Incidents like the one in the Koiripur village in Uttar Pradesh show that the Dalits are still perceived as subhuman in many places, whose well-being is irrelevant. There, a journalist took a photo for a provincial newspaper that showed a group of children eating grass without other food. The local leader had excluded Dalit families from distributing emergency food rations in the state because he considered that they were of no help. The case made headlines because the village in question belongs to all places of Prime Minister Narendra Modi. But instead of the mayor, the journalist was hit in the neck. Now you are supposed to answer for “defamation” in court.

The caste system developed in the Indian subcontinent as early as the second millennium BC. It describes a multi-layered hierarchical social structure in which the social demarcation of higher groups and the marginalization of disadvantaged groups are religiously justified within the framework of the canon of Hinduism. Caste membership inevitably determines the entire life cycle.

A Dalit ghetto in every town

Although the caste system was officially abolished in 1949 in the course of India’s independence, it still shapes many aspects of life today. Government attempts to compensate for historical injustice by reserving a certain percentage of university places and civil service positions for disadvantaged castes have allowed some Dalits to advance socially. But the rethinking in minds did not materialize. In 2016, the expert group of the Delhi-based National Council for Applied Economic Research reported that 95 percent of Indians still married within their caste. Every Indian village still has a kind of ghetto in which the Dalits have to live.

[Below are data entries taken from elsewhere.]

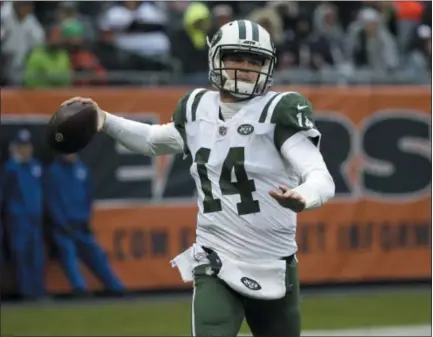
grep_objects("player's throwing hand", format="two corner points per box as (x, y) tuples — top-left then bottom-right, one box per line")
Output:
(61, 97), (106, 132)
(269, 185), (305, 213)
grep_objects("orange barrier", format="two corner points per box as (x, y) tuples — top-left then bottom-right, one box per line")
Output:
(1, 87), (431, 292)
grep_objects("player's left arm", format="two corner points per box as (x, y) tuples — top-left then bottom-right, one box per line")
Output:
(269, 94), (335, 212)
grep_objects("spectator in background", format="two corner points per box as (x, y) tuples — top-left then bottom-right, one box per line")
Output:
(24, 29), (72, 88)
(100, 1), (170, 55)
(311, 3), (345, 69)
(347, 8), (399, 72)
(60, 20), (106, 86)
(366, 1), (399, 39)
(1, 1), (45, 83)
(57, 1), (96, 41)
(172, 2), (212, 81)
(392, 1), (422, 51)
(0, 129), (46, 300)
(249, 6), (284, 49)
(266, 0), (300, 34)
(278, 15), (312, 69)
(407, 25), (432, 74)
(92, 23), (171, 77)
(45, 154), (124, 295)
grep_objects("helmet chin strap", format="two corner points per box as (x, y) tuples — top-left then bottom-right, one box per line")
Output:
(224, 80), (255, 98)
(222, 70), (255, 98)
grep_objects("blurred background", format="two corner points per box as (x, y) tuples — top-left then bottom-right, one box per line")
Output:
(0, 1), (432, 336)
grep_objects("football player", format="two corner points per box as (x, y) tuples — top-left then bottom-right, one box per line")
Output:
(65, 20), (335, 337)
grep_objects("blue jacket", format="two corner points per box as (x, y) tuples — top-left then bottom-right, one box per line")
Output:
(0, 159), (43, 217)
(45, 159), (92, 227)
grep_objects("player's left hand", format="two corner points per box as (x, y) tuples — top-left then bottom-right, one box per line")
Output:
(269, 185), (305, 213)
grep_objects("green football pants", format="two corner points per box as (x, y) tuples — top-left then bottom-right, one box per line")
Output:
(192, 259), (301, 337)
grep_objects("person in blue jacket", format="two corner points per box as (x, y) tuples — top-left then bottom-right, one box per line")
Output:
(45, 154), (124, 295)
(0, 129), (46, 299)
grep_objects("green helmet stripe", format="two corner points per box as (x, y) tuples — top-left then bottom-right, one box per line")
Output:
(251, 22), (259, 42)
(238, 20), (247, 40)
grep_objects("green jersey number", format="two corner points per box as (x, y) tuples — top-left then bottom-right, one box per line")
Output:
(195, 147), (260, 215)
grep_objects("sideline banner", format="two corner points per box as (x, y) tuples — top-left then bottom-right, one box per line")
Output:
(0, 86), (432, 292)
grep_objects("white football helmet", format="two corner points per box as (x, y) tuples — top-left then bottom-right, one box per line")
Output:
(207, 20), (277, 98)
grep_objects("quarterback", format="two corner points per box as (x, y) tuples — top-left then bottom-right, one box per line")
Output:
(65, 20), (335, 337)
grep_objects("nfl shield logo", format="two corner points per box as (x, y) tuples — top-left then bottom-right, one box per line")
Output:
(218, 126), (227, 136)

Members of the priests, warriors, and merchant boxes still benefit from receiving a place at the top of society at birth. On the other hand, hundreds of millions of Indians are struggling to be sentenced to low work due to their offspring alone. Most of the 450 million day laborers in India are Dalit. According to the United Nations, about half of the lower castes are considered poor, compared to only 15 percent of the Brahmin priestly castes.

In rural areas in particular, attempts by individual Dalits to emancipate themselves and claim their civil rights, at least on paper, often end with the punishment of “upstarts” by members of the elites. According to government figures, around a thousand Dalits die each year from caste violence.